What is the slope of the tangent line of #sinx-y^2/x= C #, where C is an arbitrary constant, at #(pi/3,1)#?

Question

Elijah Abram · Accepted Answer

Slope of the tangent at #(pi/3,1)# is #3/(2pi)+(pi)/12# At #(pi/3,1)# we have #sin(pi/3)-1^2/(pi/3)=C# or #C=sqrt3/2-(1xx3)/pi=(pisqrt3-3)/(2pi)# Slope of the function is given by its first derivative and differentiating the function #sinx-y^2/x=(pisqrt3-3)/(2pi)#, we get #cosx-(x*2y*(dy/(dx))-y^2*1)/x^2=0# or #cosx-2y/x*(dy)/(dx)+y^2/x^2=0# or #2y/x*(dy)/(dx)=y^2/x^2+cosx# or #(dy)/(dx)=y^2/x^2*x/(2y)+x/(2y)cosx# or #(dy)/(dx)=y/(2x)+x/(2y)cosx# and at #(pi/3,1)#, #(dy)/(dx)=1/(2(pi)/3)+((pi)/3)/(2*1)cos(pi/3)# or #(dy)/(dx)=3/(2pi)+(pi)/6*1/2=3/(2pi)+(pi)/12# Hence slope at #(pi/3,1)# is #3/(2pi)+(pi)/12#

Paisley Johnson · Answer

undefined To find the slope of the tangent line at a specific point on a curve defined implicitly, we can differentiate the equation with respect to x implicitly, then substitute the given point's coordinates into the resulting expression to find the slope.

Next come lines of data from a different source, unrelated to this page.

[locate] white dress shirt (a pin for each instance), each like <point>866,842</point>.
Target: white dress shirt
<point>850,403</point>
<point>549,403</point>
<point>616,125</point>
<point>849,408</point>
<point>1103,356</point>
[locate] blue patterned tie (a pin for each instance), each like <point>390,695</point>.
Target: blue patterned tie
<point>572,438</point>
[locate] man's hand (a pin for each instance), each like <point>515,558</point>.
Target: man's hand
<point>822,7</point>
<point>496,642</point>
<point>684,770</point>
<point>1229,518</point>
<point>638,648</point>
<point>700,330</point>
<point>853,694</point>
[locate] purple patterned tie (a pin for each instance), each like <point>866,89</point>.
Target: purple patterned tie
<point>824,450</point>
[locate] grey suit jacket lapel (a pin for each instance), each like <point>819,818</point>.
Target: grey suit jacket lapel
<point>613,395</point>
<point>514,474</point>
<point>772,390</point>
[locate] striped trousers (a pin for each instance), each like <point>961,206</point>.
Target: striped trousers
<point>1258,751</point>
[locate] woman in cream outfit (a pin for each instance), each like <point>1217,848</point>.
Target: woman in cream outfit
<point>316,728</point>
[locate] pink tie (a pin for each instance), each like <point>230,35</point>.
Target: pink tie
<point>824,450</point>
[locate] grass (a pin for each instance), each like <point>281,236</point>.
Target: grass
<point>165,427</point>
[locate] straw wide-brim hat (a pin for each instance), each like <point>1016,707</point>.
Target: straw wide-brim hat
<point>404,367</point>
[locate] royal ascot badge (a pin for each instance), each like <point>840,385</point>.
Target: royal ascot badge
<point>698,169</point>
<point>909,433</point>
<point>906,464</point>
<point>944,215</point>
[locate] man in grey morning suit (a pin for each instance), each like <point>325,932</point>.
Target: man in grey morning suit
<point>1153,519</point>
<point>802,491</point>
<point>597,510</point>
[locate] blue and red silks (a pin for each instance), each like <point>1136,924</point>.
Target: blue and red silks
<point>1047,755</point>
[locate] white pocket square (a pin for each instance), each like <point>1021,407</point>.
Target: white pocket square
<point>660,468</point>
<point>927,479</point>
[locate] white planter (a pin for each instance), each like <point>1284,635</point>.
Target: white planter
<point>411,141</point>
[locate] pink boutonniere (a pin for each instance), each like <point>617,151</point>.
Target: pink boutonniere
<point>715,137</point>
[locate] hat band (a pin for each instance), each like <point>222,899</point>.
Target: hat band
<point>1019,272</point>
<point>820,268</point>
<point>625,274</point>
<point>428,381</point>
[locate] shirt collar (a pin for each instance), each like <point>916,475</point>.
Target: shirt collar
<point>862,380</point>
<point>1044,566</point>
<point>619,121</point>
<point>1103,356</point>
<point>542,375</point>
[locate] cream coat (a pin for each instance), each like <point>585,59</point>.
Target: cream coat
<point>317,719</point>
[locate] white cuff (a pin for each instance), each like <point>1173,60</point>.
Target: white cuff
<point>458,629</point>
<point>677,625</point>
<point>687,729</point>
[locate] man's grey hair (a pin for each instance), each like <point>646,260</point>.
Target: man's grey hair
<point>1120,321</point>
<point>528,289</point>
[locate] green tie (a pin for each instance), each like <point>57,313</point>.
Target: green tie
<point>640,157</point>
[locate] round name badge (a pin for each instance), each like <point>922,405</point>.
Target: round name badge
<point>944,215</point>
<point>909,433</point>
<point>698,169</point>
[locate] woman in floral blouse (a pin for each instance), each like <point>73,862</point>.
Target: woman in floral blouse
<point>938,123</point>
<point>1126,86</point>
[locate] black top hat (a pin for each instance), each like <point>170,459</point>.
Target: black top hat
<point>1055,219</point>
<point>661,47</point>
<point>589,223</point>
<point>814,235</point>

Differentiating the given equation implicitly with respect to x:

dy/dx = [2y * dy/dx - (sin(x) - y^2) / x^2] / [2 * (sin(x) - y^2) / x^2 - (sin(x) - y^2) * (-2x) / x^3]

Substitute x = π/3 and y = 1 into the expression for dy/dx to find the slope of the tangent line at the point (π/3, 1).